Fact #4: Storm chasers do good research — and sometimes get wild.

“Back in 1996, there was a huge upswing in the number of, you know, students who came to college looking to major in meteorology because they wanted to do storm chasing,” Tanamachi says. Homeyer thinks Twisters will have a similar impact.

As shown in the new movie, making an income from storm chasing is hard. “Chasing generally is not a viable career track,” Tanamachi says. She chases in the field a few weeks out of the year for work. The rest of the time, she analyzes data, teaches, and prepares publications. “There are very few people who really have made a career out of storm chasing,” she adds. The multiple sources of income for Twisters’ storm chasers, from live streaming the footage to selling t-shirts around a cult of personality, reflect the real-life difficulty of making it a full time career.

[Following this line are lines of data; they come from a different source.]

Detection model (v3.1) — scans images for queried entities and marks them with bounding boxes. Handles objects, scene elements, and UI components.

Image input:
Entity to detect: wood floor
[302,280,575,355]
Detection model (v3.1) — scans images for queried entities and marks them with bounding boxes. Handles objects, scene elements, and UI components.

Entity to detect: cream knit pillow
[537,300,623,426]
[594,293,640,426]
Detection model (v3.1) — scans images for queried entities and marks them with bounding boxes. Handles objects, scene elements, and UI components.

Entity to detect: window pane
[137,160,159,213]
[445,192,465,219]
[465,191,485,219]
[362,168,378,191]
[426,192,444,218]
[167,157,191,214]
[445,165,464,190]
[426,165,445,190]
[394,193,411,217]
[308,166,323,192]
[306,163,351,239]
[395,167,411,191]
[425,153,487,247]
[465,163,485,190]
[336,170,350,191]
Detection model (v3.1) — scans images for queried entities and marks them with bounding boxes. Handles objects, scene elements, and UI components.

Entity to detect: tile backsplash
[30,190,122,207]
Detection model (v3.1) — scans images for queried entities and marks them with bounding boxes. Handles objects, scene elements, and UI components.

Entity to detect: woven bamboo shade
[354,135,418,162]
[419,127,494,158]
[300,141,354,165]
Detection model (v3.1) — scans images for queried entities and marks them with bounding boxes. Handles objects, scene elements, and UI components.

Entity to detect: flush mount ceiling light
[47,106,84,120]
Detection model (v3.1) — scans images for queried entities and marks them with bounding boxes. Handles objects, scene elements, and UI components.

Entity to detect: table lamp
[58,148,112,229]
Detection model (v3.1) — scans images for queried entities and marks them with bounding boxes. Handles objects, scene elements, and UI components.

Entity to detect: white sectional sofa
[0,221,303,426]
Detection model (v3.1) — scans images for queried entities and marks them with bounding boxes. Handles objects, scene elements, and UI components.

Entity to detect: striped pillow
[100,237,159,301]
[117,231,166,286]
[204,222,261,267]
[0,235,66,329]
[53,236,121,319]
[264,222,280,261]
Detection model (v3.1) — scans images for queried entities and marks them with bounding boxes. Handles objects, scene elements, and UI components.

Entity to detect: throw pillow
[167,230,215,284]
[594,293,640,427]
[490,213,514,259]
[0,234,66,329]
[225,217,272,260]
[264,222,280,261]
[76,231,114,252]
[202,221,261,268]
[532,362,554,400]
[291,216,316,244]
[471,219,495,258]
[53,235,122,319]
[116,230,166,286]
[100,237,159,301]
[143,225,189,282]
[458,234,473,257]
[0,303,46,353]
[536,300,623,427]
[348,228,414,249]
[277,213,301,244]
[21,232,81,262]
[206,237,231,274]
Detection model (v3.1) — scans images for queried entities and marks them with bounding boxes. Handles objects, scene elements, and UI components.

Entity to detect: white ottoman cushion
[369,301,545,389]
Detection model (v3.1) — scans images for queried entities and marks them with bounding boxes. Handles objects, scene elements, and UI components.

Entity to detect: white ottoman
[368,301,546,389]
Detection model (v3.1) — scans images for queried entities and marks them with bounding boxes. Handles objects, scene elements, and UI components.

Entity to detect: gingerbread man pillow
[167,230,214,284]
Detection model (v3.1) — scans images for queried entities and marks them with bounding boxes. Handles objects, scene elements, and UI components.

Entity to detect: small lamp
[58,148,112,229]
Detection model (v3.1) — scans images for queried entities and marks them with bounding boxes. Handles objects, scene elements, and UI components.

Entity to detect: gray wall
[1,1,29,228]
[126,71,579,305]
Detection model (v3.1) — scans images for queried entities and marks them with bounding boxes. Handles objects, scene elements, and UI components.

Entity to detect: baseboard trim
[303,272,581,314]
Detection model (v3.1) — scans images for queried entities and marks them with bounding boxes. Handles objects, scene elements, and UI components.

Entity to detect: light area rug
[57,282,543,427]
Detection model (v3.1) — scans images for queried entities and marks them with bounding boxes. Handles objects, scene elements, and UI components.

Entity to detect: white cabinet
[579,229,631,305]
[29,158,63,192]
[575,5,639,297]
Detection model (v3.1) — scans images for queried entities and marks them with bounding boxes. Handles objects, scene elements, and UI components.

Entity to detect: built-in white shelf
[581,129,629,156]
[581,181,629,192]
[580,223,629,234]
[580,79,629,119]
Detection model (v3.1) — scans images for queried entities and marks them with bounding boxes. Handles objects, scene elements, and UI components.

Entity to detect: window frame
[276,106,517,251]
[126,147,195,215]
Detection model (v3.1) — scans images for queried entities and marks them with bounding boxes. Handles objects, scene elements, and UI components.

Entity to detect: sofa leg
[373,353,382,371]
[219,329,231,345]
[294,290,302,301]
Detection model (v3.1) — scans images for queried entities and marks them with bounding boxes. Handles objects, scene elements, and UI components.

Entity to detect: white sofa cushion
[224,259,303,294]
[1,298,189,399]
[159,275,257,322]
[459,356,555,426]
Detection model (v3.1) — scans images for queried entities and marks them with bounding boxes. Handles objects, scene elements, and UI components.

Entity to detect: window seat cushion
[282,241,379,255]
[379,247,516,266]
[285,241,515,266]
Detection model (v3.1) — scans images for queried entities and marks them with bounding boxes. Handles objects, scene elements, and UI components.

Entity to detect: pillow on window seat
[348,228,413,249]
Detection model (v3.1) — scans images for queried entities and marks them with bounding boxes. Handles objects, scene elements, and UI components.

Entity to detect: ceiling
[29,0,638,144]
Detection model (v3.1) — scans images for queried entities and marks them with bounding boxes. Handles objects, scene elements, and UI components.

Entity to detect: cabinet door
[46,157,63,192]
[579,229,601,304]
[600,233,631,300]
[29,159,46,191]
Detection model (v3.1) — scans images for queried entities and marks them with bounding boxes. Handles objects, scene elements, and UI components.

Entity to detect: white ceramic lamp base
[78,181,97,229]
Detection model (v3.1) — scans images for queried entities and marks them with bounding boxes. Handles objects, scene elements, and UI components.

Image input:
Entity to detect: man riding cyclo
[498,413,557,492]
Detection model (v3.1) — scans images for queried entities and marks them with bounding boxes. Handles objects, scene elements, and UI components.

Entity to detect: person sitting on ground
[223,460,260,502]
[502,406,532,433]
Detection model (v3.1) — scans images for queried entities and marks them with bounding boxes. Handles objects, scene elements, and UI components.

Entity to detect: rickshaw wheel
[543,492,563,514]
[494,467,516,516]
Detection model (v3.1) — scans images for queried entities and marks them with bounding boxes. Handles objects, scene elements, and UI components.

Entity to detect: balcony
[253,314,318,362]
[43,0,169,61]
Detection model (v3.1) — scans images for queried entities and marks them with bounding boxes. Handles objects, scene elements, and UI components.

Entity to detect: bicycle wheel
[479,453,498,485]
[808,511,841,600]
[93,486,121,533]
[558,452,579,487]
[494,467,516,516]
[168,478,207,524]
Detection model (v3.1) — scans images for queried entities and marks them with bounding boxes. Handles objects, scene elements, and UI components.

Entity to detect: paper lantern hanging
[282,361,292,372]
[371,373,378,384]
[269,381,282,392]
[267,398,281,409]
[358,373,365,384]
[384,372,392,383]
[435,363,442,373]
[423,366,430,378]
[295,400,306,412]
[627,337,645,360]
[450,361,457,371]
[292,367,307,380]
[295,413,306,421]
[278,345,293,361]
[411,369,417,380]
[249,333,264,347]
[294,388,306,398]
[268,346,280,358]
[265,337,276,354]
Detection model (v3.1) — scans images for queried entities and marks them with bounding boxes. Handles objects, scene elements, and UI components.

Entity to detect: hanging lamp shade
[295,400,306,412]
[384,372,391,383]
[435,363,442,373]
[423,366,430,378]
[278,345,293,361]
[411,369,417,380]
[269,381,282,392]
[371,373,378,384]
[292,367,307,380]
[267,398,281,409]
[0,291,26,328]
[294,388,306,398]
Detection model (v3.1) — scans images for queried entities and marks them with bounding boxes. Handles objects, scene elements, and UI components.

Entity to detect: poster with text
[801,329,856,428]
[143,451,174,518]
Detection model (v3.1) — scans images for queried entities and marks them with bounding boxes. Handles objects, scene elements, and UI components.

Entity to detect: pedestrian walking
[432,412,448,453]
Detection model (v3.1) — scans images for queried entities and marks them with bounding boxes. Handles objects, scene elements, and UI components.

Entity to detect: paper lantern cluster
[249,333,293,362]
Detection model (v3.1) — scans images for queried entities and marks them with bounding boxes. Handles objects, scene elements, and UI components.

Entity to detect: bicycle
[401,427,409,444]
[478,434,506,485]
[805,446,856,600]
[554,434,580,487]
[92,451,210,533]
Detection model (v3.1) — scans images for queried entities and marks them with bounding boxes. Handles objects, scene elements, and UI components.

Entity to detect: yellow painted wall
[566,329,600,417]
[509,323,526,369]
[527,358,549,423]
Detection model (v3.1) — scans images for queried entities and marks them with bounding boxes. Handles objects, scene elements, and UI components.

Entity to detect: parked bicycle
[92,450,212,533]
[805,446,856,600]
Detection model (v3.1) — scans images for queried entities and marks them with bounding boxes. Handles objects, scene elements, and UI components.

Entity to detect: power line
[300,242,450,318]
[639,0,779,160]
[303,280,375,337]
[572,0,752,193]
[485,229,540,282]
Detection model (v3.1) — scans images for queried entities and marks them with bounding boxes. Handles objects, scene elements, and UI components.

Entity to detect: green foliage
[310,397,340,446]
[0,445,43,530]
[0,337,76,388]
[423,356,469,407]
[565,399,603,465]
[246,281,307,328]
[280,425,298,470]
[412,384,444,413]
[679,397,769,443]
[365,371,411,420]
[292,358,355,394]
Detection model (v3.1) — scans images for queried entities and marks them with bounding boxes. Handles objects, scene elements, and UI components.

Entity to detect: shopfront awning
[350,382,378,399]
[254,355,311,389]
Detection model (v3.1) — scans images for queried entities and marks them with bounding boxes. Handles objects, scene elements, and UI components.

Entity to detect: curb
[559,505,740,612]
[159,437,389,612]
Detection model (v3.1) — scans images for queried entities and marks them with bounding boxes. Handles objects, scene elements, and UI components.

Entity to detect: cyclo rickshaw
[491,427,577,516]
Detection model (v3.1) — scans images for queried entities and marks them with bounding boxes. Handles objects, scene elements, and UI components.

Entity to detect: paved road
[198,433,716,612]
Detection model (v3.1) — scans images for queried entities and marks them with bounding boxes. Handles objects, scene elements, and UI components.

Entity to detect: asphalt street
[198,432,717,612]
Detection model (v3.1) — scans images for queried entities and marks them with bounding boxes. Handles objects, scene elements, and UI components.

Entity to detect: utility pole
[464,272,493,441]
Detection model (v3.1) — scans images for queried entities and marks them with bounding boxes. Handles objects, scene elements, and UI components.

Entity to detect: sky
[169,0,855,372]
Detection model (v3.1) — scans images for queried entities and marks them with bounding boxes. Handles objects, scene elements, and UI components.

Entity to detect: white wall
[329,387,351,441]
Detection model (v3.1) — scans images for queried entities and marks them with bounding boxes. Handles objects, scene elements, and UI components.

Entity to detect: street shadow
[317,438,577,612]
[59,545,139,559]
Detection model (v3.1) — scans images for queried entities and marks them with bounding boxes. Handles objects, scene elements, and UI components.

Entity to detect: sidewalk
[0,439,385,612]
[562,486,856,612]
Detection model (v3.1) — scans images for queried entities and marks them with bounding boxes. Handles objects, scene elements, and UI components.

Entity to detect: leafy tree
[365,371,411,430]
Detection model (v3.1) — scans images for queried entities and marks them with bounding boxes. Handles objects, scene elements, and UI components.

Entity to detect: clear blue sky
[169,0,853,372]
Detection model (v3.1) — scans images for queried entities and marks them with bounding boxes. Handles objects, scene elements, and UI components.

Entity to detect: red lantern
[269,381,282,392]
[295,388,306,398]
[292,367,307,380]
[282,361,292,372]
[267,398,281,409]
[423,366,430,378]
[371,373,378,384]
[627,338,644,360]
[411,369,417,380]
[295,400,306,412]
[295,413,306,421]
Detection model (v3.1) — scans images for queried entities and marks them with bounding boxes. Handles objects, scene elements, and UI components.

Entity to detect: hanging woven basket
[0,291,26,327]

Bad behavior does happen, too. Technology bears some responsibility. Apps and smartphones make it easier now to interpret storm data to target tornadoes than it did 20 years ago. A mentorship or meteorological education is no longer as necessary. “Because people have more access to the data, people take greater risks,” Homeyer says. “People will go, you know, within a mile of these things sometimes, and that is personally something I would never be comfortable doing.”

Despite their reckless behavior, the film’s storm chasers do something that should be encouraged: they look after local communities. “If you do see a tornado, don't just be thinking about the clicks, likes, and shares. Be thinking about sharing your storm. Report to the National Weather Service, so that they can use it in their warning decision.” Tanamachi says. “Take a picture, take a video and send that stuff in to help other people.”

Fact #5: It is hard to rate a tornado accurately.

During an emotional reckoning, Tyler Owens (played by Glen Powell) comforts Kate Cooper (played by Daisy Edgar-Jones). As a young student, she miscategorized a tornado’s strength. This led to the death of two friends and her boyfriend.

Owens highlights how hard it is to rate tornadoes. Indeed, they aren’t measured like other major storms. Hurricane categories, for instance, are entirely wind-based. “The scales of the two phenomena are so different,” Homeyer says. “The challenge with tornadoes is that the scale of the tornadoes often is smaller than the scales of the measurements that we can make, especially from radar,” he adds. Wind speeds often cannot be measured reliably.

Owens also emphasizes to Cooper that a “hindsight is always 20/20” kind of solace, when he highlights that tornadoes are rated largely based on damage.

Thanks to the groundbreaking work of Tetsuya “Ted” Fujita in the mid-twentieth century, damage paths are heavily analyzed to this day to reconstruct a picture of the tornado. From the debris and the land scars, analysts determine what was a tornado, and what was just a strong wind. Downed trees, roof failure, collapsed houses, and exposed foundations are all clues. Getting a certain wind measurement in a tornado isn’t enough to justify a rating, even if the speed might qualify a tornado to the highest rating. A lack of damage indicators, which would provide context for what the funnel was really like, could mean the tornado won’t get that label.